Sous la présidence d’Aimé Boji Sangara, le Bureau de l’Assemblée nationale s’est réuni le mercredi 4 mars 2026 pour définir les grandes orientations de la rentrée parlementaire prévue le 15 mars. Cette session ordinaire sera placée sous le signe du contrôle parlementaire et de la rationalisation des travaux, dans un contexte politique, économique, diplomatique et social exigeant.
Le Président a insisté sur la nécessité d’intégrer des questions spécifiques liées aux activités parlementaires. Près de quatre-vingts initiatives législatives sont déjà enregistrées, auxquelles s’ajoutent les mécanismes de contrôle, les questions d’actualité et les débats oraux. Les députés examineront également les rapports des institutions d’appui à la démocratie, notamment la CENI, le CSAC et la CNDH.Sur le plan méthodologique, un schéma de travail sera adopté pour intensifier le contrôle des finances publiques, aussi bien au sein du Parlement qu’au niveau du Gouvernement.
Le débat d’orientation budgétaire, prévu par la LOFIP mais jamais appliqué, sera activé afin d’ancrer les attentes de la population dans le budget de l’État. Ce débat sera couplé à l’examen des rapports des vacances parlementaires pour renforcer la pertinence des travaux.

Le Président a également souligné l’importance du retour effectif des élus après les vacances. La Questeure est chargée de prendre toutes les dispositions nécessaires pour assurer un retour serein des députés et améliorer leur cadre de travail ainsi que celui des fonctionnaires de l’Assemblée nationale.
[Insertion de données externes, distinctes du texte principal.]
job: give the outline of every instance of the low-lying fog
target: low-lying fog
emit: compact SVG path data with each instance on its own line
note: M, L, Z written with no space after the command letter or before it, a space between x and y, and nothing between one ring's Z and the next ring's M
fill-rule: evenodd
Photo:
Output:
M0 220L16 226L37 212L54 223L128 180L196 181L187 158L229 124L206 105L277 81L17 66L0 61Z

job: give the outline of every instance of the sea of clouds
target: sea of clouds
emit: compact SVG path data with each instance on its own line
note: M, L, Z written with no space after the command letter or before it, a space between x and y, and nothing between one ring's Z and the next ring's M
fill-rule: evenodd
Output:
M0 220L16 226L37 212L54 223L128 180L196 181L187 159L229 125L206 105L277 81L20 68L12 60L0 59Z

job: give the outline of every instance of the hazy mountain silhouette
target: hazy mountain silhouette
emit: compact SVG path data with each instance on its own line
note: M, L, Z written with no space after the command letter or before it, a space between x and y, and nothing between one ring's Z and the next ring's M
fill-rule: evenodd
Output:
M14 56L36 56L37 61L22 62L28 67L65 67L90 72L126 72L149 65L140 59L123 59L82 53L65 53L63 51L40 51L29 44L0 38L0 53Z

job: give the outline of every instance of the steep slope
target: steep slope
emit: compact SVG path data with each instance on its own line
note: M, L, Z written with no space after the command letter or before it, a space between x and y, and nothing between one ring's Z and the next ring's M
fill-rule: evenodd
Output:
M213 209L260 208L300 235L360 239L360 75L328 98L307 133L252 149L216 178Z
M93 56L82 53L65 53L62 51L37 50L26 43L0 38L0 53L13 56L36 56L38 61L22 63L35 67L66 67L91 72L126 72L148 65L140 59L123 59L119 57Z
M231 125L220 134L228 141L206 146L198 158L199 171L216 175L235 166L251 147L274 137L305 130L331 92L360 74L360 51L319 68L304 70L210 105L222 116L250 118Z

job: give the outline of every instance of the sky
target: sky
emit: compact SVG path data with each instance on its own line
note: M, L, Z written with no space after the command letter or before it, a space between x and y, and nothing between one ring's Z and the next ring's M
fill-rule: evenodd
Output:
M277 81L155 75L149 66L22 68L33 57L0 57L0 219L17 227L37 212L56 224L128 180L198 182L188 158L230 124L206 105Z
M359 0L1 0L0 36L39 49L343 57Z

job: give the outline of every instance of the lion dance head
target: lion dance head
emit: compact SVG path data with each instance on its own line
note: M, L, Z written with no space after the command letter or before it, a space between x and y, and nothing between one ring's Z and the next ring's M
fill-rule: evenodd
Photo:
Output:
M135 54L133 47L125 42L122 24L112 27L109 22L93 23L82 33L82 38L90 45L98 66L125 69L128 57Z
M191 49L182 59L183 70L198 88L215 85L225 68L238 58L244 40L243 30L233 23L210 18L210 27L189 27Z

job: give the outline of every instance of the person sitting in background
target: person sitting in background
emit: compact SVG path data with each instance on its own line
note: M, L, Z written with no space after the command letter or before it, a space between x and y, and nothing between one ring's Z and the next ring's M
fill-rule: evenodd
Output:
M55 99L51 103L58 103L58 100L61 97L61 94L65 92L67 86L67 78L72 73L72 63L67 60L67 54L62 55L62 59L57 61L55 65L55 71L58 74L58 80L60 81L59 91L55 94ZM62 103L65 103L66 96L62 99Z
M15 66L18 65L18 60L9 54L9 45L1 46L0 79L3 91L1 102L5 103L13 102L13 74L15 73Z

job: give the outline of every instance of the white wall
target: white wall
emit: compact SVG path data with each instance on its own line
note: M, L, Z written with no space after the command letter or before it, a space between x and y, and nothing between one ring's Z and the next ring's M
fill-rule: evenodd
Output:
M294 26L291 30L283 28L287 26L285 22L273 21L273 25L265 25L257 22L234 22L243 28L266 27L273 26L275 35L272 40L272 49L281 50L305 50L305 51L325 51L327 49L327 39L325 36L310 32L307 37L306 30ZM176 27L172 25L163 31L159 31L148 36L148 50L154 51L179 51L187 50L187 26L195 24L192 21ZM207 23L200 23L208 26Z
Le Bureau poursuivra ses réunions le jeudi 5 mars avec les ministres des Finances et du Budget pour évaluer l’exécution du premier trimestre, tant au niveau des recettes que des dépenses publiques. Le vendredi, la Cheffe du Gouvernement sera reçue pour un échange autour de l’agenda diplomatique, notamment la ratification des accords internationaux.
Le Rapporteur, le Professeur Jacques Djoli, a présenté les résolutions issues de cette réunion stratégique, confirmant la volonté du Bureau de renforcer la gouvernance et d’optimiser l’efficacité des travaux parlementaires.